Girl Scout Cookies Hoax: Oregon Troops Duped By Fake Order For 6,000 Boxes Get Community Help

Cookie Crumbs! Girl Scouts Scammed By Huge Fake Order

Give two Oregon Girl Scout troops a merit badge for resilience.

Stung by a fake order of 6,000 boxes of the organization's signature cookies, the troops held an emergency sale Saturday to distribute their $24,000 of inventory, ABC News reported. Hundreds of people showed up and bought $12,000 worth, or 3,000 boxes, to put the girls back on track.

The Portland Girl Scouts will stage another cookie sale on March 23 at the group's Portland headquarters, hoping to clear the cookie surplus so it can fund summer camp and a homeless shelter donation, according to The Oregonian.

Scouts spokeswoman Sarah Miller told the paper, "This was a really tough lesson regarding business ethics.
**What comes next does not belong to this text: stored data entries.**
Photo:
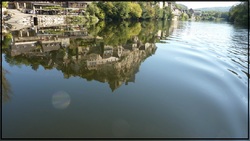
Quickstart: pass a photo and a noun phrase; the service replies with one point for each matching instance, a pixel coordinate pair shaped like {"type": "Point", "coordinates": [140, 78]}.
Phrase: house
{"type": "Point", "coordinates": [118, 51]}
{"type": "Point", "coordinates": [77, 4]}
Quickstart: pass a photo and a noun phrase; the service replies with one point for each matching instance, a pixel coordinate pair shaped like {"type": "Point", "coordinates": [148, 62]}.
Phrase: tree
{"type": "Point", "coordinates": [239, 14]}
{"type": "Point", "coordinates": [5, 4]}
{"type": "Point", "coordinates": [135, 10]}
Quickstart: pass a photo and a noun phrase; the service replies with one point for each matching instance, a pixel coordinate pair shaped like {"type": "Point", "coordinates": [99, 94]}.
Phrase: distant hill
{"type": "Point", "coordinates": [220, 9]}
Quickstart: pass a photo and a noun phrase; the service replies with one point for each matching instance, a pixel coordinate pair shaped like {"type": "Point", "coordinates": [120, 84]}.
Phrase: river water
{"type": "Point", "coordinates": [136, 80]}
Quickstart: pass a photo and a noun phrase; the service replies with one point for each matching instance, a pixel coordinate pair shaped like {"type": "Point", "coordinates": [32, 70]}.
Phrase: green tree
{"type": "Point", "coordinates": [135, 10]}
{"type": "Point", "coordinates": [239, 14]}
{"type": "Point", "coordinates": [5, 4]}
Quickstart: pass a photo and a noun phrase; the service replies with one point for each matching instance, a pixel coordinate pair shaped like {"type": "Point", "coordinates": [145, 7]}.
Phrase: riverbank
{"type": "Point", "coordinates": [20, 20]}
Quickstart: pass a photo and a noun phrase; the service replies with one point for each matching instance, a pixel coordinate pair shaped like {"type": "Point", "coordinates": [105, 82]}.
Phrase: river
{"type": "Point", "coordinates": [134, 80]}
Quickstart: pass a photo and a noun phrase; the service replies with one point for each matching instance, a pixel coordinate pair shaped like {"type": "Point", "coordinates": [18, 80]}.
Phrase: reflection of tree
{"type": "Point", "coordinates": [6, 88]}
{"type": "Point", "coordinates": [127, 46]}
{"type": "Point", "coordinates": [117, 34]}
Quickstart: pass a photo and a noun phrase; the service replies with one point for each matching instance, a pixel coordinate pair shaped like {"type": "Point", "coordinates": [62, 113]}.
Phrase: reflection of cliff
{"type": "Point", "coordinates": [104, 56]}
{"type": "Point", "coordinates": [6, 88]}
{"type": "Point", "coordinates": [114, 70]}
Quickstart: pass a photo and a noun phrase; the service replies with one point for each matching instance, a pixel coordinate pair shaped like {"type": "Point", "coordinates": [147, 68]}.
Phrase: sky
{"type": "Point", "coordinates": [194, 5]}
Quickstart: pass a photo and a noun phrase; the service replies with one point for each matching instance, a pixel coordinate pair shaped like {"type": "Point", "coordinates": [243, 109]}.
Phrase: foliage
{"type": "Point", "coordinates": [94, 10]}
{"type": "Point", "coordinates": [7, 40]}
{"type": "Point", "coordinates": [147, 11]}
{"type": "Point", "coordinates": [183, 17]}
{"type": "Point", "coordinates": [213, 15]}
{"type": "Point", "coordinates": [53, 7]}
{"type": "Point", "coordinates": [181, 6]}
{"type": "Point", "coordinates": [5, 4]}
{"type": "Point", "coordinates": [239, 14]}
{"type": "Point", "coordinates": [135, 10]}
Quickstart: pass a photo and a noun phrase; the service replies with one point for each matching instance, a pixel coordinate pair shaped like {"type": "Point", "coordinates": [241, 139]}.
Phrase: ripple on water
{"type": "Point", "coordinates": [212, 69]}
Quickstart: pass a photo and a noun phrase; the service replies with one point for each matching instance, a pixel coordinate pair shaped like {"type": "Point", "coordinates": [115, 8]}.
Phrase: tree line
{"type": "Point", "coordinates": [128, 10]}
{"type": "Point", "coordinates": [239, 14]}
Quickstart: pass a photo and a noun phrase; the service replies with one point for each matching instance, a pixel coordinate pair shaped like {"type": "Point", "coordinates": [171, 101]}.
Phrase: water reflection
{"type": "Point", "coordinates": [6, 87]}
{"type": "Point", "coordinates": [109, 53]}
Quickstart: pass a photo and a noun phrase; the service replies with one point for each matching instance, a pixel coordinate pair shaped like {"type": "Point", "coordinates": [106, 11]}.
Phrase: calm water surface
{"type": "Point", "coordinates": [185, 79]}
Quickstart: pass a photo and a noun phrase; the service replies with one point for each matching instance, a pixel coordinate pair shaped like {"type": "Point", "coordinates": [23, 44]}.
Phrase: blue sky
{"type": "Point", "coordinates": [208, 4]}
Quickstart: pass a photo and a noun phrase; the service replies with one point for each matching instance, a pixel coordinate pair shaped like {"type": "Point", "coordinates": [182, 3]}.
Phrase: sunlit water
{"type": "Point", "coordinates": [194, 85]}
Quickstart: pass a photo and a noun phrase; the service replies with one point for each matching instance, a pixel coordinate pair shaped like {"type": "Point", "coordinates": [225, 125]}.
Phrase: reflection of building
{"type": "Point", "coordinates": [24, 48]}
{"type": "Point", "coordinates": [95, 59]}
{"type": "Point", "coordinates": [107, 51]}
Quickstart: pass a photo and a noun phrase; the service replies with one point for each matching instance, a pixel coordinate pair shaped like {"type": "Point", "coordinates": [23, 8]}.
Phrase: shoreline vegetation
{"type": "Point", "coordinates": [94, 12]}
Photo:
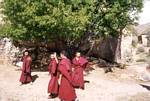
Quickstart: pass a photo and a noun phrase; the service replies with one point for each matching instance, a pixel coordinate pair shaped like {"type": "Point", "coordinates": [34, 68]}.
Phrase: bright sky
{"type": "Point", "coordinates": [145, 15]}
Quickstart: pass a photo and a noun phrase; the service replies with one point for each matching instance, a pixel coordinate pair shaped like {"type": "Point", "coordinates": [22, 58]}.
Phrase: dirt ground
{"type": "Point", "coordinates": [120, 85]}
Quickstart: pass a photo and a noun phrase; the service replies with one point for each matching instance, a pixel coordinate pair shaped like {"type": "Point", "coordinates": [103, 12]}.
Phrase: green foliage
{"type": "Point", "coordinates": [46, 19]}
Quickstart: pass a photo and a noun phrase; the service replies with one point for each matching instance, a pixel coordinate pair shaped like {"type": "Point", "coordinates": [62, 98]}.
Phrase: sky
{"type": "Point", "coordinates": [144, 16]}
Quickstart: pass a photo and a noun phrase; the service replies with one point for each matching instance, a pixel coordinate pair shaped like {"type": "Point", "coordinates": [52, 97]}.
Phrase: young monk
{"type": "Point", "coordinates": [66, 90]}
{"type": "Point", "coordinates": [53, 83]}
{"type": "Point", "coordinates": [79, 64]}
{"type": "Point", "coordinates": [26, 68]}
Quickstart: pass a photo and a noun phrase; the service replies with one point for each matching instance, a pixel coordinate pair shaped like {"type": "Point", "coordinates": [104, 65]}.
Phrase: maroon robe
{"type": "Point", "coordinates": [26, 70]}
{"type": "Point", "coordinates": [77, 75]}
{"type": "Point", "coordinates": [66, 90]}
{"type": "Point", "coordinates": [53, 83]}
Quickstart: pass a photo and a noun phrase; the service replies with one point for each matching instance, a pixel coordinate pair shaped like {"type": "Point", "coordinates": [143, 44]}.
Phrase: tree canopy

But this outpouring of support from the community, [the Girl Scouts] carry that with them forever."

The troops thought they had hit the corporate mother lode when a woman from a local business emailed the giant order before the March 10 deadline, The Oregonian noted. However, the girls soon discovered no money would be forthcoming because the email came from the daughter of the woman as a prank.

It was too late to cancel the order; the mountains of boxes had already arrived. The hoaxster "hurt our feelings a lot," Girl Scout Erin Donnelly, 8, told ABC News. But when crunch time hit, good Samaritans restored the girls' faith, Miller said.
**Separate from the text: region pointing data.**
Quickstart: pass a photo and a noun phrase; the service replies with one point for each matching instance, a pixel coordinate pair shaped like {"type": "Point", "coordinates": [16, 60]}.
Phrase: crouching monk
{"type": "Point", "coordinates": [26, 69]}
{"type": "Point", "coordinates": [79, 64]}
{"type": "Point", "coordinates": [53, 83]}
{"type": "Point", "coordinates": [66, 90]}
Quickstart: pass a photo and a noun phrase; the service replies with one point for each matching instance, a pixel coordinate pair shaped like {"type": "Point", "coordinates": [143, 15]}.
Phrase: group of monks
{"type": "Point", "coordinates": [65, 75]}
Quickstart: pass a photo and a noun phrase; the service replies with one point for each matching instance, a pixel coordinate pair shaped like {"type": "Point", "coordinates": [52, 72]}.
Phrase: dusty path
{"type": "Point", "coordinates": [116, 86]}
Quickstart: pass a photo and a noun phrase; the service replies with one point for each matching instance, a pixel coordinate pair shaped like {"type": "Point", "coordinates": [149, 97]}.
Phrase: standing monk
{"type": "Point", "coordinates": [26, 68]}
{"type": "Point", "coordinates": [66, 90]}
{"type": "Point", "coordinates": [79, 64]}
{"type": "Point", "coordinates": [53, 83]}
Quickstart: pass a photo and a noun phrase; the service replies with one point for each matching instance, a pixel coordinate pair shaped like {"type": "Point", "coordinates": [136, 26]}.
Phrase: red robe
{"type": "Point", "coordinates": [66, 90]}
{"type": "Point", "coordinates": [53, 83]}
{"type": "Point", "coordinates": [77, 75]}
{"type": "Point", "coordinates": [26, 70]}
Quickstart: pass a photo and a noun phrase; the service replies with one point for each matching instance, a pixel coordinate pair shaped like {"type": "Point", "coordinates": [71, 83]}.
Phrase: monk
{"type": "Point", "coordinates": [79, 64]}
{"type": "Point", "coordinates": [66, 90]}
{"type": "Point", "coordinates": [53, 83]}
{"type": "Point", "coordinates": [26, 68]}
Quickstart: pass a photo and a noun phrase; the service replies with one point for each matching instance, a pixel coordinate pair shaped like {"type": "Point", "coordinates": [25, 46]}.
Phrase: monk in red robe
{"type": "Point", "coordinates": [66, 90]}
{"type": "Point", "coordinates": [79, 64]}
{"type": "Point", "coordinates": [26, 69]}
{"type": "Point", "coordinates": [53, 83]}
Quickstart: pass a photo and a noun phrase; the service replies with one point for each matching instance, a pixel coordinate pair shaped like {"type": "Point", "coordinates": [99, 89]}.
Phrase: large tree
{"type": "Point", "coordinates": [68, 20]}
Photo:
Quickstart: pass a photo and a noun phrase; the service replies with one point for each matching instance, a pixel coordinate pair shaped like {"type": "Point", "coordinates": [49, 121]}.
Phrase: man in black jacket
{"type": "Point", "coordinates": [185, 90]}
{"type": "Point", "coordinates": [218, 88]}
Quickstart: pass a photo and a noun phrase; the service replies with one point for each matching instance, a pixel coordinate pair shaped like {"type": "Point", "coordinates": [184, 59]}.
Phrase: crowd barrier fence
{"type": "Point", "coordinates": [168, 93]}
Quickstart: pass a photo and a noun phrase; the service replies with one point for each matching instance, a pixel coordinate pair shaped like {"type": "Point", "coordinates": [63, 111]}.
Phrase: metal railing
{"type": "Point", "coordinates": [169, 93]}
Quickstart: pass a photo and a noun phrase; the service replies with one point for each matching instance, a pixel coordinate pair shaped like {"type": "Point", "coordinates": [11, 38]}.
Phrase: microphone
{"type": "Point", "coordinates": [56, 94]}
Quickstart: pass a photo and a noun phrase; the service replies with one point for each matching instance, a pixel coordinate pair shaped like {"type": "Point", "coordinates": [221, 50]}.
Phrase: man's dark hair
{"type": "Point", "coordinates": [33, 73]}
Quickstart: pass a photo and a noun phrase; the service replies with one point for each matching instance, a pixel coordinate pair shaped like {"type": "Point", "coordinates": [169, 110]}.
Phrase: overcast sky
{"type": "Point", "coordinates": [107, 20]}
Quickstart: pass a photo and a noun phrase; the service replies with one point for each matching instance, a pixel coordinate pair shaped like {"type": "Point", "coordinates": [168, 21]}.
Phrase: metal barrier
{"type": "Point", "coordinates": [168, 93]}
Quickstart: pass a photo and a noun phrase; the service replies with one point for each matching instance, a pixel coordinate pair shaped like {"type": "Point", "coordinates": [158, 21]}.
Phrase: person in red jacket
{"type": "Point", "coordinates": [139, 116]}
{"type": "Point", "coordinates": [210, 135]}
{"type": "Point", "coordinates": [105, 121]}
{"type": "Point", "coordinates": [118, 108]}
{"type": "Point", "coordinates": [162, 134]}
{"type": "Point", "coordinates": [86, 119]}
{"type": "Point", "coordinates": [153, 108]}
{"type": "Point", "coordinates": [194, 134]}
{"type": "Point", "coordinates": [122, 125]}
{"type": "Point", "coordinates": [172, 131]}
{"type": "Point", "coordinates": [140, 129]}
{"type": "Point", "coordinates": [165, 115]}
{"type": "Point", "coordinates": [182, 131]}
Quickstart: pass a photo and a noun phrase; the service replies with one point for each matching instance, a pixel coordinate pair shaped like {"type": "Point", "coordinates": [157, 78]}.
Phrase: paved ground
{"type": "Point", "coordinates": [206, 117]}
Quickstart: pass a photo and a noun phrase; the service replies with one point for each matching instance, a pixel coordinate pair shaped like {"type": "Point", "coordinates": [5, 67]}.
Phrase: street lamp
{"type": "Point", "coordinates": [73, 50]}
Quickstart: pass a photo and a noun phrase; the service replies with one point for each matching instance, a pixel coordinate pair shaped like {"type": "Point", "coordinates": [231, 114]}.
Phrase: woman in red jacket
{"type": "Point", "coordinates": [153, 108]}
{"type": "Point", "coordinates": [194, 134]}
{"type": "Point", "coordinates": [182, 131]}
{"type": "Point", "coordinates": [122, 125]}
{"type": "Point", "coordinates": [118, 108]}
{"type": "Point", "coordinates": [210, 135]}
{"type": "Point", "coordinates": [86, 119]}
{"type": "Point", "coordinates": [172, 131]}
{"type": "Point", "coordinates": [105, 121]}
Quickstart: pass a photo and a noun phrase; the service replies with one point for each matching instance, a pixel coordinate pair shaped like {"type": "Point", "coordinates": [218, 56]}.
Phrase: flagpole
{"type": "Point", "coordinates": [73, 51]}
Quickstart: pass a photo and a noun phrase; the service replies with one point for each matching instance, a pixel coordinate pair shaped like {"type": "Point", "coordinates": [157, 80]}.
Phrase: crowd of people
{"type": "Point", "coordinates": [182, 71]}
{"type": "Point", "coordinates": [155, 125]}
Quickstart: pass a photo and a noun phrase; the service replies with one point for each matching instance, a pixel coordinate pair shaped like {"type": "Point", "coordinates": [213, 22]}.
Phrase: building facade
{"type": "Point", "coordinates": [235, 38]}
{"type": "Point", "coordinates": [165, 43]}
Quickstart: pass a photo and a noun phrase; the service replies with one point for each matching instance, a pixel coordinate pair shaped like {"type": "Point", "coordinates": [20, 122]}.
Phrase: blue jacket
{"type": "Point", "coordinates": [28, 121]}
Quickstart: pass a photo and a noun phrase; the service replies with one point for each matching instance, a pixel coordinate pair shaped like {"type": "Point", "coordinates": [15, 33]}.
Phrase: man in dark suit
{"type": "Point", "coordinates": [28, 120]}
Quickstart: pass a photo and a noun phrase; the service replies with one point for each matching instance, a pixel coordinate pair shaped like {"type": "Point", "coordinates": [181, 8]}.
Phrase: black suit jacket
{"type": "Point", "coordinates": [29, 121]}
Girl Scout cookies raise hundreds of millions of dollars annually -- and also attract the attention of larcenous cookie monsters and scammers, the Los Angeles Times reported. In a story headlined "Girl Scout cookie thieves leave crumbs all over the country," the Times mentioned a few noteworthy incidents in the "crime wave," including the pilfering of $18,900 worth of cookies Feb. 26 from a warehouse in Spartanburg County, S.C.